Kim Deal vai dizendo "muchas gracias", apercebendo-se mais tarde que Espanha é só no dia seguinte. Fuma quase ao ritmo dos temas debitados pelo P.A. do Atlântico. Velocidade relâmpago.
Frank Black (Francis) apenas canta e balança o corpo enquanto dá uns passos para trás no final dos temas ou quando não é ele o protagonista principal.
Joey Santiago está concentrado, olha para os colegas enquanto faz os tão característicos pseudo-solos. David Lovering é todo sorrisos - especialmente quando canta "La la love you" no segundo encore da noite.
Kim Deal já agradece timidamente em português. O sorriso também não lhe sai da face e os cigarros continuam a ser acesos regularmente.
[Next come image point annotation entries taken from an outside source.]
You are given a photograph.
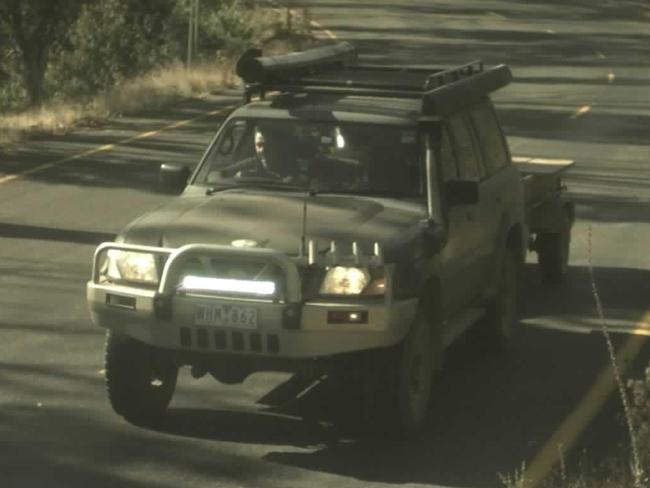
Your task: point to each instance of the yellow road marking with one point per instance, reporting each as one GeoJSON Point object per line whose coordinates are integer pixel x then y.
{"type": "Point", "coordinates": [496, 15]}
{"type": "Point", "coordinates": [580, 418]}
{"type": "Point", "coordinates": [108, 147]}
{"type": "Point", "coordinates": [581, 111]}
O público gosta dela: "Tame" e "Gigantic" provam-no.
Frank Black (Francis) continua "calado" e sereno, subvertendo alguns dos temas onde a sua voz se destaca pela irreverência ("Vamos" é um claro exemplo), berrando nas "linhas musicais" mais improváveis.
"Caribou" é o ponto alto. Voltei a ter quinze anos.
Frank parece olhar para mim e para a t-shirt que levava vestida. nela estava apropriadamente escrito "Fast Man" (Título do primeiro disco do ábum duplo a solo de Frank Black, lançado à um mês atrás). Esboça um sorriso e faz um trejeito de assentimento com a cabeça. Aparência? Talvez...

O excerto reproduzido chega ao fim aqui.